In a GlobeSt.com interview, Case Equity Partners explains how shopping fulfillment centers may become the newest form of retail.

JLL/ Case Equity Partner’s SFC rendering by Lamar Johnson Collaborative

NEW YORK CITY—Case Equity Partners has combined the news of both the shuttered department stores and the demand for fulfillment warehouses to create a new retail solution. The real estate investment firm’s managing partner, Shlomo Chopp, has even filed a patent application for what their company has coined “shopping fulfillment centers” or SFCs.

Based in New York City, Case Equity is buying retail properties with vacant anchors focused in the Mid-Atlantic to bring to life this concept. JLL brokers in Chicago, Larry Kilduff and Janice Sellis, are representing the real estate company in their acquisitions.

In a GlobeSt.com interview, Chopp describes the centers: Imagine a vacant 100,000 square-foot department store, like a former Sears. Ten small retailers could lease the front 30,000 square feet in a highly curated, experiential environment. The rear 70,000 square feet would serve as a warehouse and fulfillment center for the onsite stores, digital customers at home, and satellite stores. As the group of retailers would be smaller, they wouldn’t require the large-scale Amazon-like industrial properties. Their warehouses would be less square footage, on-site and closer to the customer.
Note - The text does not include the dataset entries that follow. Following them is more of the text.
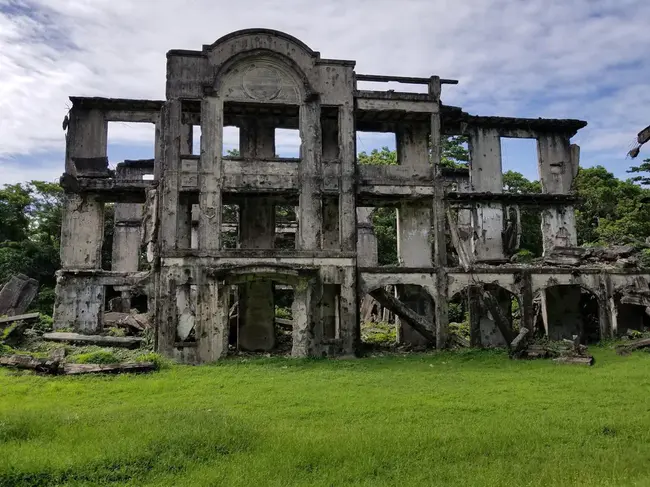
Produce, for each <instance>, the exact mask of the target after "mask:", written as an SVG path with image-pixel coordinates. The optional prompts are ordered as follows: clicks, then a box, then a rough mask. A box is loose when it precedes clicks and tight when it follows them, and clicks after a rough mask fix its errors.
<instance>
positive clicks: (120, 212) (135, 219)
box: [111, 163, 147, 272]
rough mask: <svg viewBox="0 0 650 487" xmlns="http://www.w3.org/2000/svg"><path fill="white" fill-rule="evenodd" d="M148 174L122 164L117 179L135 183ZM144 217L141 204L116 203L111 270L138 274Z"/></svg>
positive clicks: (126, 165)
mask: <svg viewBox="0 0 650 487" xmlns="http://www.w3.org/2000/svg"><path fill="white" fill-rule="evenodd" d="M146 173H147V169H145V168H142V167H130V166H129V165H128V164H127V163H121V164H118V165H117V168H116V171H115V179H117V180H122V181H124V180H131V181H133V180H138V179H142V176H143V175H144V174H146ZM142 217H143V207H142V204H141V203H115V215H114V222H115V224H114V229H113V252H112V257H111V270H114V271H118V272H137V270H138V268H139V261H140V259H139V258H140V245H141V242H142V235H141V234H142Z"/></svg>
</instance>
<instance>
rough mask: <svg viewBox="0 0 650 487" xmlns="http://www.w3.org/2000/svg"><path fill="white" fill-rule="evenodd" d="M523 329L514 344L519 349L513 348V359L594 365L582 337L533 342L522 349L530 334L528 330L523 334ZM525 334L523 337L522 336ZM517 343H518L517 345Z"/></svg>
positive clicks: (514, 347) (517, 337)
mask: <svg viewBox="0 0 650 487" xmlns="http://www.w3.org/2000/svg"><path fill="white" fill-rule="evenodd" d="M523 330H524V329H522V330H521V331H520V334H519V336H518V337H517V338H515V340H513V344H515V345H517V347H518V349H516V348H515V347H513V350H512V352H511V358H514V359H542V358H551V359H553V361H554V362H557V363H563V364H579V365H593V364H594V358H593V356H591V355H589V354H588V353H587V346H586V345H582V344H581V343H580V337H579V336H578V335H573V338H572V339H571V340H567V339H564V340H562V341H559V342H533V343H530V344H528V346H526V347H525V348H524V347H521V343H523V339H520V340H519V341H517V339H519V338H520V337H522V338H523V337H525V336H526V335H527V334H528V330H526V332H525V333H523ZM522 334H523V336H522ZM515 342H516V343H515Z"/></svg>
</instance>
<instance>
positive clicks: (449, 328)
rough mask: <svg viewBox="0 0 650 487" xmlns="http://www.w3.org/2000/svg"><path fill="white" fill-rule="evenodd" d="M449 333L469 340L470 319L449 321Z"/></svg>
mask: <svg viewBox="0 0 650 487" xmlns="http://www.w3.org/2000/svg"><path fill="white" fill-rule="evenodd" d="M449 333H451V334H454V335H457V336H459V337H462V338H465V339H467V340H469V321H461V322H460V323H453V322H451V323H449Z"/></svg>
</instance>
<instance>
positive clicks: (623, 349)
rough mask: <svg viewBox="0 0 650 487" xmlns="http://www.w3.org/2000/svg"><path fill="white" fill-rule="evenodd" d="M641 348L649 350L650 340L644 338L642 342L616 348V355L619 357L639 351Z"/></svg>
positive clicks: (641, 348) (632, 343) (617, 347)
mask: <svg viewBox="0 0 650 487" xmlns="http://www.w3.org/2000/svg"><path fill="white" fill-rule="evenodd" d="M642 348H650V338H644V339H642V340H637V341H635V342H632V343H625V344H623V345H619V346H618V347H616V353H618V354H619V355H628V354H629V353H631V352H633V351H634V350H640V349H642Z"/></svg>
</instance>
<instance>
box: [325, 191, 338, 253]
mask: <svg viewBox="0 0 650 487" xmlns="http://www.w3.org/2000/svg"><path fill="white" fill-rule="evenodd" d="M339 236H340V231H339V198H329V197H325V198H323V250H339V249H340V248H341V245H340V243H339Z"/></svg>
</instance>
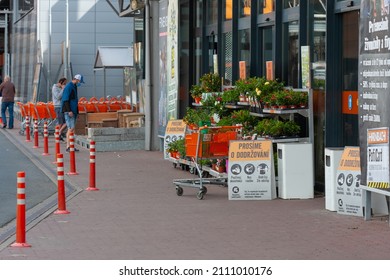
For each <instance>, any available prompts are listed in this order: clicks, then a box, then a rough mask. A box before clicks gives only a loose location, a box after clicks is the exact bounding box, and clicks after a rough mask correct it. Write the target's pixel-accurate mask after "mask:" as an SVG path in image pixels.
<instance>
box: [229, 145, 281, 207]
mask: <svg viewBox="0 0 390 280" xmlns="http://www.w3.org/2000/svg"><path fill="white" fill-rule="evenodd" d="M228 168H229V170H228V186H229V190H228V193H229V200H270V199H274V198H276V184H275V170H274V166H273V150H272V142H271V141H258V140H251V141H230V144H229V166H228Z"/></svg>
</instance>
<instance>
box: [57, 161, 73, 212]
mask: <svg viewBox="0 0 390 280" xmlns="http://www.w3.org/2000/svg"><path fill="white" fill-rule="evenodd" d="M57 187H58V209H57V210H56V211H55V212H54V214H69V213H70V212H69V211H68V210H66V198H65V181H64V155H63V154H58V155H57Z"/></svg>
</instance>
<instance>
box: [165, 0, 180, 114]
mask: <svg viewBox="0 0 390 280" xmlns="http://www.w3.org/2000/svg"><path fill="white" fill-rule="evenodd" d="M167 21H168V34H167V35H168V36H167V71H168V72H167V83H168V95H167V104H166V106H167V118H168V120H171V119H177V115H178V113H177V111H178V98H179V95H178V87H179V54H178V51H179V48H178V30H179V28H178V23H179V9H178V1H168V17H167Z"/></svg>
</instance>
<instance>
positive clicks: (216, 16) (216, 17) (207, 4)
mask: <svg viewBox="0 0 390 280" xmlns="http://www.w3.org/2000/svg"><path fill="white" fill-rule="evenodd" d="M207 12H208V17H207V20H208V22H207V24H216V23H217V22H218V0H208V1H207Z"/></svg>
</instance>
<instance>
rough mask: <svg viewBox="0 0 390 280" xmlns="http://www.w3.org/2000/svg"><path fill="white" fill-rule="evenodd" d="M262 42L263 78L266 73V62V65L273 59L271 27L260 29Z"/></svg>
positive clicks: (262, 67) (262, 68)
mask: <svg viewBox="0 0 390 280" xmlns="http://www.w3.org/2000/svg"><path fill="white" fill-rule="evenodd" d="M262 39H263V40H262V42H263V48H262V50H263V63H262V70H263V72H262V73H263V75H264V76H265V75H266V73H267V62H268V65H269V63H270V61H271V62H272V59H273V44H272V42H273V31H272V27H267V28H263V29H262Z"/></svg>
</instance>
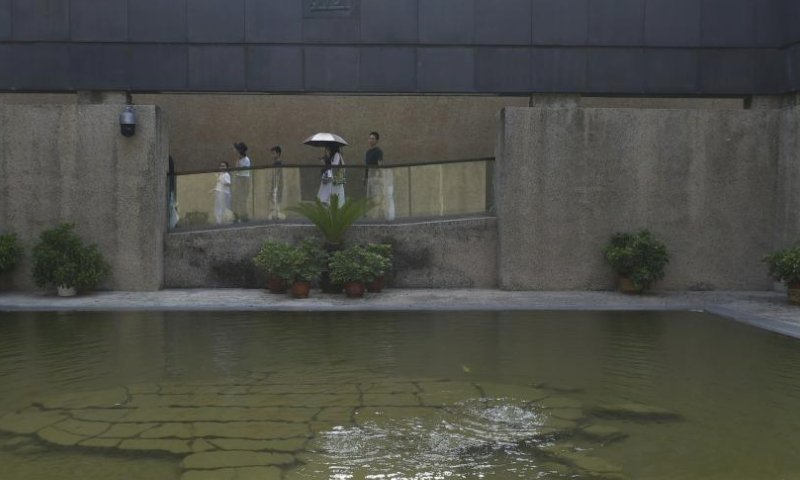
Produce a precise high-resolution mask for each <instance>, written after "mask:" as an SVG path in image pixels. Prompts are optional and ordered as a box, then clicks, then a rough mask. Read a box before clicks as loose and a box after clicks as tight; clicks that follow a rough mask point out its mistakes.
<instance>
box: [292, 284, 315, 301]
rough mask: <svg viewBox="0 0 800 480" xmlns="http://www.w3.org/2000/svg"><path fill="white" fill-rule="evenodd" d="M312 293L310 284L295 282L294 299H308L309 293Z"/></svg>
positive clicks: (292, 285)
mask: <svg viewBox="0 0 800 480" xmlns="http://www.w3.org/2000/svg"><path fill="white" fill-rule="evenodd" d="M310 291H311V283H310V282H294V283H293V284H292V296H293V297H294V298H308V292H310Z"/></svg>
Shlomo Chopp, managing partner at Case Equity Partners

“The shoppers never have to worry that their product isn’t in stock and they can touch and feel prior to ordering,” Chopp says describing the omni-channel experience. Shoppers either walk out of the store with their product, order it from home and pick it up at the store, or buy it in the store and have it delivered to their homes.

Case Equity envisions an immersive, shopping and lifestyle center in the front with a high tech robotics fulfillment center in the rear. There is no upfront cost to the retailer except designing a retail store, similar to a “pop-up” location. The SFC would provide the logistics infrastructure. This would track and manage inventory, deliveries and returns. Thus, the age-old risks for retailers of leasing out space—guessing and hoping their sales will be high enough to make the rent is greatly reduced. In this new form of retail, Chopp says real estate landlords are not about leasing space but more about maximizing shoppers.

With the onsite fulfillment centers, Case Equity also anticipates that the costs and inconveniences associated with returned merchandise will greatly decrease. It’s not just the “glitz and glamour” of “experiential retail” that many brands have been trying to market, according to Chopp. He says it’s also functionality that allows for the best experience: convenience.

“As a real estate investor considering my options, retail scared me as retailers are experimenting and on shaky grounds, and industrial is way too frothy as a result of leases with e-commerce companies, many whom have yet to show a profit,” says Chopp. He points out both industries are missing the fact that the two largest retailers, Walmart and Amazon, have one thing in common—logistics superiority. Thus, thinking outside the box, Chopp says he created the SFC.